SECTION 7. Section 17-17-9, Mississippi Code of 1972, is amended as follows:

17-17-9. No garbage, or rubbish containing garbage or other putrescible materials, or hazardous wastes shall be burned except in approved incinerators meeting the necessary temperature requirements and air pollution controls as now established or may later be established. Any incinerator engaged in the disposal of commercial hazardous wastes shall be constructed and operated in accordance with Section 1 of this act.
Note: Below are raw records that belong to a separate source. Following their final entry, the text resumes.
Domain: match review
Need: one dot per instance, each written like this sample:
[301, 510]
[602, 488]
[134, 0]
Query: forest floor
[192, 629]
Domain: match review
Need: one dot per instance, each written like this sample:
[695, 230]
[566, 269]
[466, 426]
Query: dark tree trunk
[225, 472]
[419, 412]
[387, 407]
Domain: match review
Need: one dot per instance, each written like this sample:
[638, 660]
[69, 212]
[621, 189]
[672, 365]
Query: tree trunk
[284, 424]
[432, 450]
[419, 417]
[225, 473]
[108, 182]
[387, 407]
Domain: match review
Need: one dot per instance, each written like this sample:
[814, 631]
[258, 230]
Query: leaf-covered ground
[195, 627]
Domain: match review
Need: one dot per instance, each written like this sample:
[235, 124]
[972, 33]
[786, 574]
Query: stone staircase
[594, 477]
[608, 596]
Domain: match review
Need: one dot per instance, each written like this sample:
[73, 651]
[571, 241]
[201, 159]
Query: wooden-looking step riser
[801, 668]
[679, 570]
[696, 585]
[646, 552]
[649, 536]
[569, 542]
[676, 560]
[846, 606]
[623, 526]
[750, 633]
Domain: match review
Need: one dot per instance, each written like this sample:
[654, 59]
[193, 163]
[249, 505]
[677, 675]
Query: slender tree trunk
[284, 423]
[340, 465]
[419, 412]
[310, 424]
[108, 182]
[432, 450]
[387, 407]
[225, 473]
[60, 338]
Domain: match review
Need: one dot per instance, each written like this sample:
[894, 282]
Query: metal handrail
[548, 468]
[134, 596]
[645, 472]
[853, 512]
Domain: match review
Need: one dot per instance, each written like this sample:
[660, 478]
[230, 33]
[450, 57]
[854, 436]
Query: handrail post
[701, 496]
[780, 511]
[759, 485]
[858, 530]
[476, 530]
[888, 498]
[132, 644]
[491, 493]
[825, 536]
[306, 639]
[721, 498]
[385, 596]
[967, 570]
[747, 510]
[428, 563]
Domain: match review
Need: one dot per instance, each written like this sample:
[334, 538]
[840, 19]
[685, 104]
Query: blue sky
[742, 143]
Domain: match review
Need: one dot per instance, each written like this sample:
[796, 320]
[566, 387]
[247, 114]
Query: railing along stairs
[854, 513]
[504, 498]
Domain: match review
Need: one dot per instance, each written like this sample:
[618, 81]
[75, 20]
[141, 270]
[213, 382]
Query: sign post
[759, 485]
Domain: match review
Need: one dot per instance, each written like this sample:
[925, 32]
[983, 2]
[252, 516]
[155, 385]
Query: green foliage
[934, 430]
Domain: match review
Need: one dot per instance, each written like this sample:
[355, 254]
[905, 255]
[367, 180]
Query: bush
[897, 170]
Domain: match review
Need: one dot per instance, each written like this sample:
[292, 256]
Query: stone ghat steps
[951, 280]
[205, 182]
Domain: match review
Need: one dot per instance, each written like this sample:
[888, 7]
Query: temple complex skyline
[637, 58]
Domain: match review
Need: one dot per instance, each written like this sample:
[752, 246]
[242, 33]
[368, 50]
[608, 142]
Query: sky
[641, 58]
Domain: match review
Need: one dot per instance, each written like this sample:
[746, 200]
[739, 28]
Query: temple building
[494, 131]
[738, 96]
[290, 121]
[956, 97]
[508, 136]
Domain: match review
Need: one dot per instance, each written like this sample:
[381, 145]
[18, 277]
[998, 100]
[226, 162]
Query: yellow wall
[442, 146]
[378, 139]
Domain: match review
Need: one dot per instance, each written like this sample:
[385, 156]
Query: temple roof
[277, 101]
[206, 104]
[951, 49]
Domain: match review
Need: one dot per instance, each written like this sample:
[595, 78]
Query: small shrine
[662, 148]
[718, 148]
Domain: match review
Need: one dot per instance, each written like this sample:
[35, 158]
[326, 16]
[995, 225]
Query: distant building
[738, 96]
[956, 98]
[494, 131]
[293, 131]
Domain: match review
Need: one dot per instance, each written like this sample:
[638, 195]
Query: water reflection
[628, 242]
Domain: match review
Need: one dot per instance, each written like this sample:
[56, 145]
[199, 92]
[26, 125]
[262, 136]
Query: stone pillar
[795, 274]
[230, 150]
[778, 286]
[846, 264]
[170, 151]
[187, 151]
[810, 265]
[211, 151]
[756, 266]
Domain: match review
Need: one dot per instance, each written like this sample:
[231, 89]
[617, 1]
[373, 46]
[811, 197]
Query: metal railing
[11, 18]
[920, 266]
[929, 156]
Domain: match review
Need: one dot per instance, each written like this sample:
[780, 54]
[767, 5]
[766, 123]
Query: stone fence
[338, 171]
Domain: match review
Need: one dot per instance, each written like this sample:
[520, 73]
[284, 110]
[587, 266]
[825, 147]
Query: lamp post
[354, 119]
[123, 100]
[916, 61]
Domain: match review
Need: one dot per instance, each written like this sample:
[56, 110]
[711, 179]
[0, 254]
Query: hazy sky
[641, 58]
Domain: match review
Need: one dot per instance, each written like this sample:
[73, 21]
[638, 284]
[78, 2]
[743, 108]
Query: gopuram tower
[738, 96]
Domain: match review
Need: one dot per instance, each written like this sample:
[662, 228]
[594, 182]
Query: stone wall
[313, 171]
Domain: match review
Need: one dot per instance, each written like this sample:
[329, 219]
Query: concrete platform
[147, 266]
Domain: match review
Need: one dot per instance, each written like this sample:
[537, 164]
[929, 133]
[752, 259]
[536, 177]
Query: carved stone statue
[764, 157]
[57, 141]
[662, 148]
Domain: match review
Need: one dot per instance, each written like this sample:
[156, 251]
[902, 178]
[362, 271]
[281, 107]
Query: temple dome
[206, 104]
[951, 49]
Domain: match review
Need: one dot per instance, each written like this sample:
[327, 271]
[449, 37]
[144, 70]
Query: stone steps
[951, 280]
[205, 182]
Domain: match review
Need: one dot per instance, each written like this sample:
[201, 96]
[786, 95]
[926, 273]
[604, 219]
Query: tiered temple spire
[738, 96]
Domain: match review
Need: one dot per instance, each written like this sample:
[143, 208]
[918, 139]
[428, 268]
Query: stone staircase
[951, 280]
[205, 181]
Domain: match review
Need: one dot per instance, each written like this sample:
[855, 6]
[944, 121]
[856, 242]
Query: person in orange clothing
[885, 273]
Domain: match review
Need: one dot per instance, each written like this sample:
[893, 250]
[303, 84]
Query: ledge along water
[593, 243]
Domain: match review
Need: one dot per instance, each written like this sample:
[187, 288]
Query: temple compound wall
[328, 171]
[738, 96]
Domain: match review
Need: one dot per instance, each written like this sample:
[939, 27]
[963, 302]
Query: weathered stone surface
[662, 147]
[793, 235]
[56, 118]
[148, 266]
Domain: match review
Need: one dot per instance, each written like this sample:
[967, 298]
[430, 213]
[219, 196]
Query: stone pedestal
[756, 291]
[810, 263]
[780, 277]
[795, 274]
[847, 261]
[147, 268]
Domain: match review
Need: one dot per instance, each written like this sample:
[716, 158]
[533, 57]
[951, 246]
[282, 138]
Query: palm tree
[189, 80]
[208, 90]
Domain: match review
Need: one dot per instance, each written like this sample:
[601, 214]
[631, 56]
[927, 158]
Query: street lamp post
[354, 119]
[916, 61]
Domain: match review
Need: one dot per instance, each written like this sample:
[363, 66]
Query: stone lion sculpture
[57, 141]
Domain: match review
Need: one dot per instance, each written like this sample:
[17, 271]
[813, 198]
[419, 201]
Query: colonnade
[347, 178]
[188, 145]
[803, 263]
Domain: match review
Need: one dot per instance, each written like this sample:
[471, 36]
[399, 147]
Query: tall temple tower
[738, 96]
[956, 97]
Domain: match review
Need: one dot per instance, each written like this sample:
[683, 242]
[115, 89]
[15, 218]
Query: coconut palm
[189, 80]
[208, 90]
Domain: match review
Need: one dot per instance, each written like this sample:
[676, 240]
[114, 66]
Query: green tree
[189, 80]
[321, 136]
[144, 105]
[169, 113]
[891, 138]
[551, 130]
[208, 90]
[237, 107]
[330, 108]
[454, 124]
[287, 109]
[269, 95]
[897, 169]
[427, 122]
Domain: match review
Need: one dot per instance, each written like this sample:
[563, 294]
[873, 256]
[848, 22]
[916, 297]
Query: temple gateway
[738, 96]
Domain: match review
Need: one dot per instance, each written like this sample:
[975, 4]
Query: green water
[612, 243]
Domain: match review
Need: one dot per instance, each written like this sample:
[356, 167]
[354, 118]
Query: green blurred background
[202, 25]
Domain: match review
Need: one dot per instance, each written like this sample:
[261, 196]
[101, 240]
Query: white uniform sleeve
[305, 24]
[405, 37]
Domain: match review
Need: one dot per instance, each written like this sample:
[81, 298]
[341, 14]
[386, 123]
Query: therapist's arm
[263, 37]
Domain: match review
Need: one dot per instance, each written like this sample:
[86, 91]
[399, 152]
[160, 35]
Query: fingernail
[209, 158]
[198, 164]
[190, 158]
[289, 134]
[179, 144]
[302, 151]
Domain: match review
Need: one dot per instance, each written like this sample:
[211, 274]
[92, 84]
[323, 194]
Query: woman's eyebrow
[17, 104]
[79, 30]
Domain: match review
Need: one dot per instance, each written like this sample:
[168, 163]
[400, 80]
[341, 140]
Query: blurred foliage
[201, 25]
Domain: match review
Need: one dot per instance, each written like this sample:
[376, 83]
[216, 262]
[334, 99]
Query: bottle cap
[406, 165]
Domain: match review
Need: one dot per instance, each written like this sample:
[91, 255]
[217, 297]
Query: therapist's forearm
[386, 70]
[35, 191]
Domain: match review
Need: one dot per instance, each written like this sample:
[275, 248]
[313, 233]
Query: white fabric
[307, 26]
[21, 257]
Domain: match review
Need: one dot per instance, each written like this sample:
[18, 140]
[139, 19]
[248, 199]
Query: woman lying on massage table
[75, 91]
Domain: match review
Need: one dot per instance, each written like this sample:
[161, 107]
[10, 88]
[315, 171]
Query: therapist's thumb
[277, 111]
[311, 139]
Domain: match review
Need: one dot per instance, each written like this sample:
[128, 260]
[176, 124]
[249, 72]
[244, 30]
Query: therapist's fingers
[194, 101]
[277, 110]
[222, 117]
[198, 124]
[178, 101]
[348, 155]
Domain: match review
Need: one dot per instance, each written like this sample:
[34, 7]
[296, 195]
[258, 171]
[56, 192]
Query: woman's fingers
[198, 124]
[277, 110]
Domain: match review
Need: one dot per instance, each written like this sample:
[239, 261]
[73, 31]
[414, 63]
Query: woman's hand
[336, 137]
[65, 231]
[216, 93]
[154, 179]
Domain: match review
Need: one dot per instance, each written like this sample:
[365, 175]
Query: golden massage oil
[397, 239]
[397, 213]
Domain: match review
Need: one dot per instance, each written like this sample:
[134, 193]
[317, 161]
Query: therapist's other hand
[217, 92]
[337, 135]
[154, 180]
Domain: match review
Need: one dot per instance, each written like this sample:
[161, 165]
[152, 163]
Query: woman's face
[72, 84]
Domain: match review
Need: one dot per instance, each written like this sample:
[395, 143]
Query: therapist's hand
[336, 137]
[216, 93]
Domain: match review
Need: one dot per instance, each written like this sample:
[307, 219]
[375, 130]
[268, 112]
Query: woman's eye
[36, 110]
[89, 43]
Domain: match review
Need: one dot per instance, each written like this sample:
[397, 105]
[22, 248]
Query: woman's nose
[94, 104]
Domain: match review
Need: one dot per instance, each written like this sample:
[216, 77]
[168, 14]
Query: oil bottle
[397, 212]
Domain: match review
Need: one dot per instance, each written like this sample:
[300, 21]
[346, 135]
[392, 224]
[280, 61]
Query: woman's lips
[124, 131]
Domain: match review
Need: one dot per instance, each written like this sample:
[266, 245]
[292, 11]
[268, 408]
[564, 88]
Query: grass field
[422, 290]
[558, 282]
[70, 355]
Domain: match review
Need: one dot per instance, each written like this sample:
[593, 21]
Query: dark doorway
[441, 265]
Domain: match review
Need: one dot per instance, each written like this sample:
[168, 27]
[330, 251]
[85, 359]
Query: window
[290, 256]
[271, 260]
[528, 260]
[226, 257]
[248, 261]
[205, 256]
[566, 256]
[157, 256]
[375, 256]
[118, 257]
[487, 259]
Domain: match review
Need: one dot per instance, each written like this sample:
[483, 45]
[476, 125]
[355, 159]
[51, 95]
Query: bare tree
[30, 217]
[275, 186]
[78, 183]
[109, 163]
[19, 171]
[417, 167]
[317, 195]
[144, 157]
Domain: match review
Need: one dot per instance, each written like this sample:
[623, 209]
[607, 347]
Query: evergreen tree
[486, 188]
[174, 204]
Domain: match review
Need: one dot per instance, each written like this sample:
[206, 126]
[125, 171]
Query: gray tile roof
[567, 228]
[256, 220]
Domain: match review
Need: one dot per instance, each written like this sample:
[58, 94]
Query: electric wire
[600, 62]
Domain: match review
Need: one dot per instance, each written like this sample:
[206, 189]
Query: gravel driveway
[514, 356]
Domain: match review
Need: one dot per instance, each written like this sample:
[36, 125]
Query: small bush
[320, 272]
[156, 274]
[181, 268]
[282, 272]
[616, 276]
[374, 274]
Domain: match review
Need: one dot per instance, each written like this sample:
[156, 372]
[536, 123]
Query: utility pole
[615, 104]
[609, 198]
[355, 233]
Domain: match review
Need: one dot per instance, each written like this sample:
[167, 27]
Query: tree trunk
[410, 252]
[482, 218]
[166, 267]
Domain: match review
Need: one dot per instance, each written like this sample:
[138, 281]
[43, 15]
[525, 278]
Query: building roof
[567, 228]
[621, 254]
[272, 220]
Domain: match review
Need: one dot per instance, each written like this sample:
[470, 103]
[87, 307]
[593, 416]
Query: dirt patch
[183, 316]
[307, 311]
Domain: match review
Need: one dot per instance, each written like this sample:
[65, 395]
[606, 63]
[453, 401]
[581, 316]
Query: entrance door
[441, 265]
The open burning of rubbish shall be permitted only under controlled circumstances where sanitary landfill and landfill is not feasible, and not in proximity to sanitary landfill or landfill operations where spread of fire to these operations may be a hazard in the opinion of the controlling agency.

SECTION 8. The Attorney General of the State of Mississippi shall submit this act, immediately upon approval by the Governor, or upon approval by the Legislature subsequent to a veto, to the Attorney General of the United States or to the United States District Court for the District of Columbia in accordance with the provisions of the Voting Rights Act of 1965, as amended and extended.

SECTION 9. This act shall take effect and be in force from and after July 1, 1998, or the date it is effectuated under Section 5 of the Voting Rights Act of 1965, as amended and extended, whichever date is later.